Integrative analysis of KCNQ1 variants reveals molecular mechanisms of type 1 long QT syndrome pathogenesis

Article

Brewer, Kathryn R.; Vanoye, Carlos G.; Huang, Hui; Moster, Katherine R. Clowes; Desai, Reshma R.; Hayes, James B.; Burnette, Dylan T.; George, Alfred L.; Sanders, Charles R.

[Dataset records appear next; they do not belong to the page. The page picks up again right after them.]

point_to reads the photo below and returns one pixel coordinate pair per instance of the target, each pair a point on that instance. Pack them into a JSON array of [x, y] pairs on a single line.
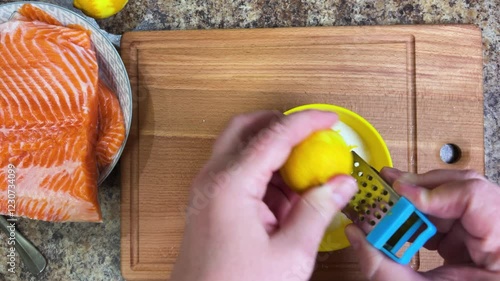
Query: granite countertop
[[85, 251]]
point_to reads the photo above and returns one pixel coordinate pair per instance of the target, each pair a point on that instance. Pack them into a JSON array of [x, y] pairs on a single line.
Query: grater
[[388, 219]]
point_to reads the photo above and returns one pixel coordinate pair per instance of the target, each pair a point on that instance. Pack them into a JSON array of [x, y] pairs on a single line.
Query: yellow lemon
[[315, 160], [100, 9]]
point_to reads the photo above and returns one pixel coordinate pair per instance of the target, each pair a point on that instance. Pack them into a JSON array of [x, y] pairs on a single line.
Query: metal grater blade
[[374, 198]]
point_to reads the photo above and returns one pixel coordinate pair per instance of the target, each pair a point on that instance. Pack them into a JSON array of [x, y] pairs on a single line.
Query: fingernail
[[343, 189]]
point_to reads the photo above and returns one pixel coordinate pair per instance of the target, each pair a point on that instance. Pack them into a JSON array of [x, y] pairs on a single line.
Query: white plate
[[111, 67]]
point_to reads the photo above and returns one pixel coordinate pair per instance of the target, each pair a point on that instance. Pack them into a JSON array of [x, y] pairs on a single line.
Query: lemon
[[315, 160], [321, 156], [100, 9]]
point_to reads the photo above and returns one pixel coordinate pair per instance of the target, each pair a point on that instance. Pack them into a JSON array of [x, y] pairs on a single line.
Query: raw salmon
[[111, 127], [48, 120]]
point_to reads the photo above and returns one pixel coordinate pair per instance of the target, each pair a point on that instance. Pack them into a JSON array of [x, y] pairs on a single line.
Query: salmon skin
[[111, 127], [49, 127]]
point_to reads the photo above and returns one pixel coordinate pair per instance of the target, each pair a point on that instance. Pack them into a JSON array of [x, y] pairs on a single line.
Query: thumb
[[310, 216], [374, 264]]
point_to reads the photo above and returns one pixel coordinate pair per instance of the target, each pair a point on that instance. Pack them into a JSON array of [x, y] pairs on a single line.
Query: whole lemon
[[100, 9], [315, 160]]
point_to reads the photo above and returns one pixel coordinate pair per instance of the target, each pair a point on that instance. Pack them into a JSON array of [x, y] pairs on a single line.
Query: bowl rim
[[96, 30], [347, 112], [325, 246]]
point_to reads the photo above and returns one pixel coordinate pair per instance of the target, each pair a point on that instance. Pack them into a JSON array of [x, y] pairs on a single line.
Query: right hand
[[465, 208]]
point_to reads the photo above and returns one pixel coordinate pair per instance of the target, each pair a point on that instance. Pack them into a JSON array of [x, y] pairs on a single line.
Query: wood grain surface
[[420, 86]]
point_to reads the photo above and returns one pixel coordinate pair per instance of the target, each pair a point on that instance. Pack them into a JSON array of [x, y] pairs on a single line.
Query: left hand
[[243, 223]]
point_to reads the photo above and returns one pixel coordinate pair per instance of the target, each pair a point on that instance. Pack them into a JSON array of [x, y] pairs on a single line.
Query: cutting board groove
[[420, 86]]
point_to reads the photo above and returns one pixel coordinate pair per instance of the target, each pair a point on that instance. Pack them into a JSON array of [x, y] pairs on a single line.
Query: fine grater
[[389, 220]]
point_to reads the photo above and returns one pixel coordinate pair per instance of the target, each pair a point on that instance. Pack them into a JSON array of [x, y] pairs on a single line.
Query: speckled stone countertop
[[81, 251]]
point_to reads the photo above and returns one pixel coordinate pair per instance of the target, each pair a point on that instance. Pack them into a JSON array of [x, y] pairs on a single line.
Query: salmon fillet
[[48, 120], [111, 127]]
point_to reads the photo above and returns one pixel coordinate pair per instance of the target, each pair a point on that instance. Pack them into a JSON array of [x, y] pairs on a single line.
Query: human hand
[[243, 223], [464, 207]]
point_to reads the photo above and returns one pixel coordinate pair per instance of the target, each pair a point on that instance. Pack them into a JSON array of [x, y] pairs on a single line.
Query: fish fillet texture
[[111, 127], [49, 107]]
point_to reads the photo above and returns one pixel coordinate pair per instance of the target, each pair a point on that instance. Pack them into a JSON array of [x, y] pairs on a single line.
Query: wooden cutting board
[[420, 86]]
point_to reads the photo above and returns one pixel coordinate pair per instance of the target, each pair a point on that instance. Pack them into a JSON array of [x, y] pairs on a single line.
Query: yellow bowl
[[375, 152]]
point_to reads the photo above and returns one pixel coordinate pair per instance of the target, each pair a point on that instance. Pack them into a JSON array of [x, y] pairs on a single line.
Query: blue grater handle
[[397, 216]]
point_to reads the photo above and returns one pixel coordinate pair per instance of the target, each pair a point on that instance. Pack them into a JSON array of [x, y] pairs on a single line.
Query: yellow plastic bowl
[[374, 145]]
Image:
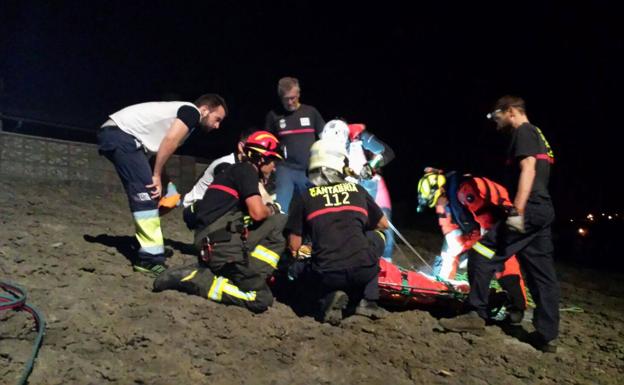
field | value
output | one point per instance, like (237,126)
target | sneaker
(469,322)
(538,342)
(334,303)
(153,269)
(370,309)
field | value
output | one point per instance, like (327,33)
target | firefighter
(341,218)
(366,155)
(525,232)
(239,236)
(467,207)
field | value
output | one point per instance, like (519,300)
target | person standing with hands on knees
(129,137)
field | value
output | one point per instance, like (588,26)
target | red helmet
(355,130)
(263,143)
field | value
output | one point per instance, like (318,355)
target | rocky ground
(67,245)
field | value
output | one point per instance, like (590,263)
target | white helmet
(329,154)
(336,131)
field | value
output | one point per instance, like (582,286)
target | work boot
(469,322)
(149,268)
(187,279)
(538,342)
(332,307)
(370,309)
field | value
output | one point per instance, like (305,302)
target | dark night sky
(422,77)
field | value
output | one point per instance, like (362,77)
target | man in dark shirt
(526,231)
(236,256)
(297,126)
(341,219)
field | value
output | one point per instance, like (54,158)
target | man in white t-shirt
(132,134)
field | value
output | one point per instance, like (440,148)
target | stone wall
(33,157)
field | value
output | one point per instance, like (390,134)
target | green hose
(16,300)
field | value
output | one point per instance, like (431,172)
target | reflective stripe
(545,157)
(328,210)
(216,289)
(146,214)
(234,291)
(266,255)
(483,250)
(225,189)
(298,131)
(189,277)
(148,231)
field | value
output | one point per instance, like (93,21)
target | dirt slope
(66,245)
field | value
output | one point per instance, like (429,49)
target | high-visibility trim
(148,231)
(234,291)
(189,277)
(216,289)
(328,210)
(549,152)
(223,188)
(297,131)
(545,157)
(145,214)
(266,255)
(483,250)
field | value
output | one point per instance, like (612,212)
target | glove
(366,172)
(305,251)
(515,221)
(274,208)
(348,171)
(247,221)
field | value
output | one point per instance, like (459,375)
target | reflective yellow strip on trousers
(189,277)
(483,250)
(216,289)
(234,291)
(266,255)
(148,230)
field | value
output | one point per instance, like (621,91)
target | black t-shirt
(227,192)
(297,130)
(336,217)
(528,140)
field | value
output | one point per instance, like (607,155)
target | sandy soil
(67,244)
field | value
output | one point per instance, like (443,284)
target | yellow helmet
(430,187)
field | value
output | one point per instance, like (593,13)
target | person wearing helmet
(297,126)
(525,231)
(218,165)
(132,135)
(341,218)
(467,207)
(239,236)
(366,155)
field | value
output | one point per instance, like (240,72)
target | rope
(572,309)
(16,300)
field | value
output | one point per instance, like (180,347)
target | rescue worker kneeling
(239,237)
(341,219)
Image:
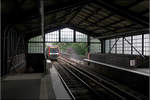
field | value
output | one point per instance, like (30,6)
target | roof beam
(32,14)
(135,3)
(89,16)
(81,30)
(111,24)
(123,12)
(117,35)
(74,15)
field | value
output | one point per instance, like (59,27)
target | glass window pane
(127,46)
(137,43)
(147,44)
(35,47)
(107,46)
(36,39)
(112,43)
(80,37)
(119,46)
(52,36)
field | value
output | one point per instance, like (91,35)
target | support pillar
(102,46)
(88,44)
(42,31)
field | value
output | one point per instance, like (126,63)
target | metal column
(102,46)
(74,36)
(59,35)
(88,44)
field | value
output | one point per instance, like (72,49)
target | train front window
(53,50)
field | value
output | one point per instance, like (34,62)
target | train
(52,52)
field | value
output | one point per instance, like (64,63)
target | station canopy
(97,18)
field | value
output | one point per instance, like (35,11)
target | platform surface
(34,86)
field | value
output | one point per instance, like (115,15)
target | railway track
(100,86)
(77,88)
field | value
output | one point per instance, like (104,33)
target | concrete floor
(34,86)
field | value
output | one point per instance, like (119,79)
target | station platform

Vanderbilt University; Vanderbilt University; Northwestern University; Feinberg School of Medicine; Vanderbilt University; Vanderbilt University

PROCEEDINGS OF THE NATIONAL ACADEMY OF SCIENCES OF THE UNITED STATES OF AMERICA

0027-14092

10.1073/pnas.2412971122

2025-02-25

Loss- of- function (LOF) pathogenic variants in KCNQ1 encoding a cardiac potassium channel predispose to sudden cardiac death in type 1 congenital long QT syndrome (LQT1). To determine the spectrum of molecular mechanisms responsible for this life- threatening condition, we used an integrative approach to determine the biophysical, functional, and trafficking properties of 61 KCNQ1 variants distributed throughout all domains of the channel. Impaired trafficking to the plasma membrane was the most common cause of LOF across all channel domains, often but not always coinciding with protein instability. However, many LOF variants, particularly in transmembrane domains, trafficked normally, but when coexpressed with KCNE1 exhibited impaired conductance, altered voltage dependence, or abnormal gating kinetics, highlighting diverse pathogenic mechanisms. This indicates a need for personalized treatment approaches for LQT1. Use of our data to benchmark variant pathogenicity prediction methods demonstrated that prediction accuracy depends on the exact mechanism of pathogenicity associated with a given variant.